I'm not feeling too happy with the majority of americans right now. Or with the majority of christians, for that matter.

If others feel as I do, whether on this issue or others, it's unsurprising that you continue to see such passionate opposition to this outcome from them.

For me this means at least four more years of having to struggle for basic human rights. Probably much more than that, since this will also give President Bush the opportunity to appoint rather conservative christian supreme court judges whose terms will greatly outlast his own.

I would ask, for now, that you have patience with us and our feelings on this matter. And also that you remember, while understandably celebrating your own victories, that we on the left are citizens too and should not be so thoroughly dismissed as irrelevant by the present majority.

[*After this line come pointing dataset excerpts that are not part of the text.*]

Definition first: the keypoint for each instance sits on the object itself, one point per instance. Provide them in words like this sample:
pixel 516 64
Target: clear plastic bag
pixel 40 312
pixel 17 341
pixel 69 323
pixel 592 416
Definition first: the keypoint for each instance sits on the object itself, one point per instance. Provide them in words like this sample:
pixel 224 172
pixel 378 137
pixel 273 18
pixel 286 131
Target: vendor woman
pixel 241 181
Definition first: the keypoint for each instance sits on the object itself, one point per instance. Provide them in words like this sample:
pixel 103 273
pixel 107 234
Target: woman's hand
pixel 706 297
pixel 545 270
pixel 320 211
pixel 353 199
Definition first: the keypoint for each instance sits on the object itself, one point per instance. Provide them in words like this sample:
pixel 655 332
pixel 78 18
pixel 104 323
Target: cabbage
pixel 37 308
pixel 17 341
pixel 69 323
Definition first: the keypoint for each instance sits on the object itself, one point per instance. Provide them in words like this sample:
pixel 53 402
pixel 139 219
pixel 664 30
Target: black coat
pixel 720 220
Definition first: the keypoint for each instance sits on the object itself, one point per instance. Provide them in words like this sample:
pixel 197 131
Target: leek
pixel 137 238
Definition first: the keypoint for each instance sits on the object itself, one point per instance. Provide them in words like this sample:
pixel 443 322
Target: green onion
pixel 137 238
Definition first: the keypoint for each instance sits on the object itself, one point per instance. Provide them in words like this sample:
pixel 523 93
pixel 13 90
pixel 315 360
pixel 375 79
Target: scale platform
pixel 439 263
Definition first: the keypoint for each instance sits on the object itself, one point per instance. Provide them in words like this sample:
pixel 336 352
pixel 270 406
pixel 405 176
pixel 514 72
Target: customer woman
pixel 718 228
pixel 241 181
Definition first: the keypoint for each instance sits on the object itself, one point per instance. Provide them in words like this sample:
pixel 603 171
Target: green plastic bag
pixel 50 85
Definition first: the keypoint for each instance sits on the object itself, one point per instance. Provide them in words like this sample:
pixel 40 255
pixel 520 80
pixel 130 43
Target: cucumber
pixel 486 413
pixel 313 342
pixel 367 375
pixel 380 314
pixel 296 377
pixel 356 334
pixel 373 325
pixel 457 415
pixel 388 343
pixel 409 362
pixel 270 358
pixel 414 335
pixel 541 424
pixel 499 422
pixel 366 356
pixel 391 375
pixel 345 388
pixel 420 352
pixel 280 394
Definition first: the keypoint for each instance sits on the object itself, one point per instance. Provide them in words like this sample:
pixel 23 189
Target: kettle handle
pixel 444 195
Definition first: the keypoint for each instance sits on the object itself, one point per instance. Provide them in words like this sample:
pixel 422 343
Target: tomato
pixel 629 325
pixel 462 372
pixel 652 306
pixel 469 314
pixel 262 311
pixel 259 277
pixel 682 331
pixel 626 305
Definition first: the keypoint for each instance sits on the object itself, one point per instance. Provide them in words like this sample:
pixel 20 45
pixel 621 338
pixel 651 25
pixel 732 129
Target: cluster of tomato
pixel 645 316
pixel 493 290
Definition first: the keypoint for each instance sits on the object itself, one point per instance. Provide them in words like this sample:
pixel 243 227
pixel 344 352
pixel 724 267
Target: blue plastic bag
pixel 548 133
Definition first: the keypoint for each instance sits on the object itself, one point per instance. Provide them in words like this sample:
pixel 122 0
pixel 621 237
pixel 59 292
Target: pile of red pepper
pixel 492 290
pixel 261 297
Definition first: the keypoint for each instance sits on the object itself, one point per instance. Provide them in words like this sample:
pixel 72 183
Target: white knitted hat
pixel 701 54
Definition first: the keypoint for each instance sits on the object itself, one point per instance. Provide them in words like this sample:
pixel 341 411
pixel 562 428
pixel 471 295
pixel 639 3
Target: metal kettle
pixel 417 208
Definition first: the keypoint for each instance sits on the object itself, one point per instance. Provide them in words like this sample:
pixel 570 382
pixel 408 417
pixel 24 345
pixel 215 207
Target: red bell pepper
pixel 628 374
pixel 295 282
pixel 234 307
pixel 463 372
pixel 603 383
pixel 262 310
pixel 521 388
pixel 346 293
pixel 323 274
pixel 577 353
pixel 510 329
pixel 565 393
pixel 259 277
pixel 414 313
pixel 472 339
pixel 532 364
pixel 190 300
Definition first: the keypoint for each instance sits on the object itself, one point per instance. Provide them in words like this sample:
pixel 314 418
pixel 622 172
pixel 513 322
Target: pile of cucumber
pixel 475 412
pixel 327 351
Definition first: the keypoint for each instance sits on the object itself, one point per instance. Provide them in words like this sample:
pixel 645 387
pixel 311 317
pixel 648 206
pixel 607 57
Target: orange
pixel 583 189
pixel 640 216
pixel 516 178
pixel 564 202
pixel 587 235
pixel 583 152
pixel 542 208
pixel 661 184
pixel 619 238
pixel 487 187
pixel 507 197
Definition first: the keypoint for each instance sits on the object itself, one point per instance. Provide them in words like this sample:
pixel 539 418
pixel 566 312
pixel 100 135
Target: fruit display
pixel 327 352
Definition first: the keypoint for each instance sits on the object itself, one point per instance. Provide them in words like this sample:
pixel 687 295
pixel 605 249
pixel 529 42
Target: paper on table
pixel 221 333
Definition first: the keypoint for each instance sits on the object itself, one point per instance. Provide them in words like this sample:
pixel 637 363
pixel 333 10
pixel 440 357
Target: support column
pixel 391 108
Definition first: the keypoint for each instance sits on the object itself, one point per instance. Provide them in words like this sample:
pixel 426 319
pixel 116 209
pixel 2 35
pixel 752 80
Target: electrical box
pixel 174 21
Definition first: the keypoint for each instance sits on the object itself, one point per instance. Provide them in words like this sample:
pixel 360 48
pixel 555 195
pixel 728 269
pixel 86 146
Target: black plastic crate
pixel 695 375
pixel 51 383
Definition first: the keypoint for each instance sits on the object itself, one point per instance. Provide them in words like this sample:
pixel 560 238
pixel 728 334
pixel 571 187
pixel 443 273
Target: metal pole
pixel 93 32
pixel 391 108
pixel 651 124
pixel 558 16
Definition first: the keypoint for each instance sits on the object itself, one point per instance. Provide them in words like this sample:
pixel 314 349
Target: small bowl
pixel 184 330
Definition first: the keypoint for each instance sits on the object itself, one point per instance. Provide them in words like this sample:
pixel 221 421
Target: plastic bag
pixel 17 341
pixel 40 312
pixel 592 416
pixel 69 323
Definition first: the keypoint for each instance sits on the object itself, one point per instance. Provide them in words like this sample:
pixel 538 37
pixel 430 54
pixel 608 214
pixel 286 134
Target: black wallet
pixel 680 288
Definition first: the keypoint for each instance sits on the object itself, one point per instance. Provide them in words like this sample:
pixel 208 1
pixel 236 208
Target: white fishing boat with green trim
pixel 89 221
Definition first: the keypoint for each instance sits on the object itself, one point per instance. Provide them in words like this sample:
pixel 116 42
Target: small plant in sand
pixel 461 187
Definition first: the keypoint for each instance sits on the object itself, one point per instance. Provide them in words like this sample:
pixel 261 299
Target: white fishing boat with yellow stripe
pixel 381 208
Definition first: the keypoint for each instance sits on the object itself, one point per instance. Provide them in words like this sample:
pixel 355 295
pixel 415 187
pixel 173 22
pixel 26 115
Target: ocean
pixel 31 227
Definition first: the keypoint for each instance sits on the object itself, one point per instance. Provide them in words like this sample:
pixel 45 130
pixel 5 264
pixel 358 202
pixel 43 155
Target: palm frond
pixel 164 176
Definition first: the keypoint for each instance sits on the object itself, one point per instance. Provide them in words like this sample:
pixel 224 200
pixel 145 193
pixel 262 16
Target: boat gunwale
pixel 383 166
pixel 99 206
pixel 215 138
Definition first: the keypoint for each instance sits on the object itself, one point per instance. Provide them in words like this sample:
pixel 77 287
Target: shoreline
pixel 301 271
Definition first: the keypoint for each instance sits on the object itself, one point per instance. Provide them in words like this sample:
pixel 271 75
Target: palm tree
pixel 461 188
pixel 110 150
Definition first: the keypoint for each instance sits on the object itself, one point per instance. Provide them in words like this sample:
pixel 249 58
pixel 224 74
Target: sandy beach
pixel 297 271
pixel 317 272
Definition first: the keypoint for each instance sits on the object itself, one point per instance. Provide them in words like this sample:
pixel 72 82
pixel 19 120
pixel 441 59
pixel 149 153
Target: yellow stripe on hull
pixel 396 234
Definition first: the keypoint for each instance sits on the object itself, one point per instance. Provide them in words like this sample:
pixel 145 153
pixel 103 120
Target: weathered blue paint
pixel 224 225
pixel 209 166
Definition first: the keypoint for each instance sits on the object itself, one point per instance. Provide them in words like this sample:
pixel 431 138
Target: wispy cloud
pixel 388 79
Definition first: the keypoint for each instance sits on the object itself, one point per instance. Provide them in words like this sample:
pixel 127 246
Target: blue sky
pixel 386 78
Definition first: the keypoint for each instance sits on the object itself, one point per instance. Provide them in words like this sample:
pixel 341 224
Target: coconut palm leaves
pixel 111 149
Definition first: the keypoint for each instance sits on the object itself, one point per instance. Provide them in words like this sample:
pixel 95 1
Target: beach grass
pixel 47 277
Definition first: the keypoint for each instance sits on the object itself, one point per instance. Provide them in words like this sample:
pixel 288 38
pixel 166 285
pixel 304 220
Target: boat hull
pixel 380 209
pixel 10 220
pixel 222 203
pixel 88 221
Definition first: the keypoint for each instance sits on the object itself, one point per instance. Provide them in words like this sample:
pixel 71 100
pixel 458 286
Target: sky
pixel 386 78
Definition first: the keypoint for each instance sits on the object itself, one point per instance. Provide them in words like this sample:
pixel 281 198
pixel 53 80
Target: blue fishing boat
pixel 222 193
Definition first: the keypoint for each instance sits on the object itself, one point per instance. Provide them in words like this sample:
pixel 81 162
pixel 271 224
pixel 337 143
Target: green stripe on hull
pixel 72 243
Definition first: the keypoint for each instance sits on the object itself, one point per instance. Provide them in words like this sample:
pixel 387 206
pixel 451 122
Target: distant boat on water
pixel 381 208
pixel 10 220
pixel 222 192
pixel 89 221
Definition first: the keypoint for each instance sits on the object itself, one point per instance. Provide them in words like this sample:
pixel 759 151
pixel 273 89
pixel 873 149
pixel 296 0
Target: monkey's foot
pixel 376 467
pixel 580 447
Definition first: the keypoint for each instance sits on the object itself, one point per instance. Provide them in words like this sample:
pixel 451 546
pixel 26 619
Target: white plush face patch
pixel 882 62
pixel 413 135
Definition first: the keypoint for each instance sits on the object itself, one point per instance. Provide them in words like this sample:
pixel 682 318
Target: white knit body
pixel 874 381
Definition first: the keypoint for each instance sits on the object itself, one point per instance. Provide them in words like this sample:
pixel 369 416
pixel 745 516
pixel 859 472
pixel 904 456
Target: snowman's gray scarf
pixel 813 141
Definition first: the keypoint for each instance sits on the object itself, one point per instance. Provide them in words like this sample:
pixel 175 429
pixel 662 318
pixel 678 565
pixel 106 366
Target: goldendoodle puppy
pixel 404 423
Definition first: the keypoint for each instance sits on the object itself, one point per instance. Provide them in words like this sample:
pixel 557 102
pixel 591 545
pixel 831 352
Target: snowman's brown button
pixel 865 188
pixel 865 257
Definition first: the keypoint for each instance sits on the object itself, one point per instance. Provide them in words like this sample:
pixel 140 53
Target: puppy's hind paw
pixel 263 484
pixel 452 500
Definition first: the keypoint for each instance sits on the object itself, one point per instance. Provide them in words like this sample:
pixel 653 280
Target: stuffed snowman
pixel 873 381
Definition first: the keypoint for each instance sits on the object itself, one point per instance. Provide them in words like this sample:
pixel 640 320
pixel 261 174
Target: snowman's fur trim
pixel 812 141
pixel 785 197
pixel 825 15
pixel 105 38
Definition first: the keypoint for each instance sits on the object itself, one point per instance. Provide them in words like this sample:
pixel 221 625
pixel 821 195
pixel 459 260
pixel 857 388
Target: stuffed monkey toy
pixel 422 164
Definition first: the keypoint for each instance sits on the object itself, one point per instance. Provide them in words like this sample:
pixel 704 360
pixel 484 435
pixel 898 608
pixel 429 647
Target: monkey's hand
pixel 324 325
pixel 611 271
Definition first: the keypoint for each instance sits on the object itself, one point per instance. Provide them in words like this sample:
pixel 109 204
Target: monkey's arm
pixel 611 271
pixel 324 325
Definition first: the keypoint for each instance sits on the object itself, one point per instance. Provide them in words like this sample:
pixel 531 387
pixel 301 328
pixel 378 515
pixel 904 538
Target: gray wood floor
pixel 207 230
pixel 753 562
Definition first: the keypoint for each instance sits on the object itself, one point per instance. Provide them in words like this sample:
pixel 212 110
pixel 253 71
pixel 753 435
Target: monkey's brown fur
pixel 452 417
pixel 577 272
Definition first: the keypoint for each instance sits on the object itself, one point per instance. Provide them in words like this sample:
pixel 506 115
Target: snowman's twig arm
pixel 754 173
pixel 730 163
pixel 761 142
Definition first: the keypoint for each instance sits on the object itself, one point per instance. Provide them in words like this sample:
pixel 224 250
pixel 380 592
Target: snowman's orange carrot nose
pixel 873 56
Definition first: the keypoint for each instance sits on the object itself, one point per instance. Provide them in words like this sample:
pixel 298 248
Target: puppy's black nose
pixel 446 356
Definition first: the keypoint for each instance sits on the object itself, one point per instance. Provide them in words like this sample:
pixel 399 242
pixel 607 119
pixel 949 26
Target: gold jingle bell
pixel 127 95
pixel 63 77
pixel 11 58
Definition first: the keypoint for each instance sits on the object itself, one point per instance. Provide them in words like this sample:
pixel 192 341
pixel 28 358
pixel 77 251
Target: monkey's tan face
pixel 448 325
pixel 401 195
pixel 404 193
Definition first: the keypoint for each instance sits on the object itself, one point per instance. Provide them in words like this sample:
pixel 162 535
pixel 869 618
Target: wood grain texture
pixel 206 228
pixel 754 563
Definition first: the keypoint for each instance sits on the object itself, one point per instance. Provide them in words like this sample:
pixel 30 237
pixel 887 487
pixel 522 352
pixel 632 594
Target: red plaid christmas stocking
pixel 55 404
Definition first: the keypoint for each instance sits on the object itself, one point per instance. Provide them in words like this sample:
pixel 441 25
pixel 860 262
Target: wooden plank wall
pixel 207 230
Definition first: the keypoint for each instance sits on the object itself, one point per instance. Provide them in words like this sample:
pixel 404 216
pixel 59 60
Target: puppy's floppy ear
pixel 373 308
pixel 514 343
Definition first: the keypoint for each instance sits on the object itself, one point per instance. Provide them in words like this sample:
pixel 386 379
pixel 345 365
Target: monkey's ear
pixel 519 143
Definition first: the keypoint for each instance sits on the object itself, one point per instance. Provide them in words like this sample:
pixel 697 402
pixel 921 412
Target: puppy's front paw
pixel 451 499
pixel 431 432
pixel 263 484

Edit: the portion of this text where I said I was not happy with the majority of Christians is coming across in the wrong way. Let me try to explain what I meant by it. I keep hearing over and over again from the Right that this is a moral victory for christianity in america, and evidence seems to indicate that a majority of christians voted for Bush rather than Kerry in this election based primarily on their religious beliefs. This is compounded by them also voting to ban gay marriage in eleven states. I cannot in good conscience say that I am happy with the stances this majority has taken, or that they seem so willing to conflate their religious views with political stances in a nation which promises freedom of religion. This has nothing to do with their religion itself, and I would react the same way if the majority of Muslims or Pagans started voting to impose their religious beliefs on others. Please note, before being offended by this, that I also said I am not happy with the majority of americans and yet I am one myself; neither statement is meant as a disparagement of the group, only disappointment with the view now expressed by the majority in each, even if they are the majority by a narrow margin as seems to be the case.